“David, ele nunca me disse isso.” Camila assentiu, com lágrimas brotando novamente. “Ele me ajudou a pagar o aluguel quando eu estava prestes a ser despejada.” “Ele—” Su hesitou, mas forçou as palavras. “Ele era gentil, e este menino olhou para a criança loira em seus braços com os olhos marejados. Ele é a prova disso.” O ar pareceu escapar dos pulmões de Eleanor.
Um choque percorreu seu corpo como um raio. O menino olhou para a bilionária com uma inocência perturbadora e, por um instante, Eleanor viu em seus olhos a mesma intensidade que existira nos de David quando ele era criança. “O que você está tentando me dizer?” perguntou a bilionária, sua voz oscilando entre raiva e desespero.
Camila fechou os olhos, respirou fundo e respondeu firmemente, embora sua voz ainda estivesse embargada pela emoção. “Este menino é filho dele.” Eleanor deu um passo para trás como se tivesse sido atingida. O mundo girava ao seu redor, e as lembranças do filho inundaram sua mente em ondas dolorosas. A ideia era absurda, mas seu instinto gritava que era verdade.
David, tão generoso, tão diferente dela em tantos aspectos, poderia ter feito algo assim, escondido, sem jamais revelar à própria mãe. O silêncio foi quebrado pelas palavras contidas de Camila. “Eu nunca busquei dinheiro, nunca busquei fama, eu só queria que meu filho soubesse quem era o pai dele, eu só queria que ele tivesse uma lembrança, um pedaço do bom homem que David era.” Eleanor estremeceu.
Sua mente lutava contra o orgulho, o choque e a dor, mas também havia um vislumbre de esperança, como se aquela criança fosse um fio inesperado da vida conectando o passado ao presente. “Ela não tem ideia do que está dizendo”, sussurrou a bilionária, tentando se recompor.
“Se isso for verdade, então…” Camila ergueu os olhos, cheios de lágrimas, mas também de dignidade. Então seu filho não havia morrido de verdade; Ele deixou algo neste mundo, e eu não vim aqui para pedir nada, apenas para agradecer. Naquele instante, Eleanor sentiu uma luta interna devastadora. O orgulho de uma vida inteira de riqueza e status queria rejeitar aquela revelação.
Mas o coração de uma mãe, ferido e ansiando por qualquer conexão com David, queria acreditar. O vento soprava mais forte, agitando folhas secas ao redor de ambas. A tensão entre as mulheres parecia aumentar e, ao mesmo tempo, uma estranha cumplicidade começou a se formar, como se o destino as tivesse colocado ali para confrontar não apenas o passado, mas também o futuro que ainda estava por vir.

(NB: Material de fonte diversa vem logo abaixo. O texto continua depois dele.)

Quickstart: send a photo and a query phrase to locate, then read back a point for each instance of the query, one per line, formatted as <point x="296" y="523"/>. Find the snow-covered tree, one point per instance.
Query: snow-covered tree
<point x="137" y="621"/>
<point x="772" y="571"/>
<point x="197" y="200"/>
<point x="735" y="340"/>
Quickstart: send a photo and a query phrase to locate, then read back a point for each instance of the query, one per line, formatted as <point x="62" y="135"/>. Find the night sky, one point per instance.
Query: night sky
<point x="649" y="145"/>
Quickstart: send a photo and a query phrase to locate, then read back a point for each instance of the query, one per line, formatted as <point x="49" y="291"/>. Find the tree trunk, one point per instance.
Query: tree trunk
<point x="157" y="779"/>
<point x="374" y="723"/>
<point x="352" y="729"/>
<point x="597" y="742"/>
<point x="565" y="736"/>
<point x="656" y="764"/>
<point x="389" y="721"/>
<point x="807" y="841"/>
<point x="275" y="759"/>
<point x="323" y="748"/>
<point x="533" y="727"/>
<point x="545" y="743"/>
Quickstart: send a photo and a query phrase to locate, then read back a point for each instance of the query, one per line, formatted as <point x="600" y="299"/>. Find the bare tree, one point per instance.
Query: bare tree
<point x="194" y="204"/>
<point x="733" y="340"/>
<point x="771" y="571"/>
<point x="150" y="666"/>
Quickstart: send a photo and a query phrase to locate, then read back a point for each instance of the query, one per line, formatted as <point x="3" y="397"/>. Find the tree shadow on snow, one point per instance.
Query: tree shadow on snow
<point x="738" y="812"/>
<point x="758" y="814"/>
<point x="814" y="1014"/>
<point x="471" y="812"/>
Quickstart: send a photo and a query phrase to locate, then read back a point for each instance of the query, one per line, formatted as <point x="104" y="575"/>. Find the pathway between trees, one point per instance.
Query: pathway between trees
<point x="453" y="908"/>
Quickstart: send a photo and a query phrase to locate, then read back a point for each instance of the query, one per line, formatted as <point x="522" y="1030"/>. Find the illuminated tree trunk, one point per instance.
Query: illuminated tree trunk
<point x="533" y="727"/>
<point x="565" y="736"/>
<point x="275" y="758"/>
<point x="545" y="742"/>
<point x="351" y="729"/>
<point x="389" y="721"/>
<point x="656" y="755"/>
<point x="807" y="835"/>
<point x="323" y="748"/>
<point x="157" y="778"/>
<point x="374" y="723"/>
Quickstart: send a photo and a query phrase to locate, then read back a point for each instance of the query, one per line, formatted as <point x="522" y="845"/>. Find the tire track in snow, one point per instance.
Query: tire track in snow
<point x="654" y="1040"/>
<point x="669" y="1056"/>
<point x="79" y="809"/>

Eleanor respirou fundo e disse quase em um sussurro: “Se o que ela diz é verdade, então esta criança é meu neto.” As palavras ecoaram entre as lápides, mudando para sempre o curso daquela manhã. O silêncio após as palavras de Eleanor — “Esta criança é meu neto” — pairou como um trovão contido entre os túmulos. Camila estava sem palavras.
Seus olhos marejados refletiam medo, mas também esperança. Pela primeira vez desde a morte do filho, Elenor sentiu que o destino lhe oferecia algo inesperado: uma conexão viva com David. Mesmo assim, orgulho e dúvida lutavam dentro dela como forças opostas. Ela se aproximou, a voz trêmula. “Quero ouvir toda a verdade, Camila. Quero saber todos os detalhes.”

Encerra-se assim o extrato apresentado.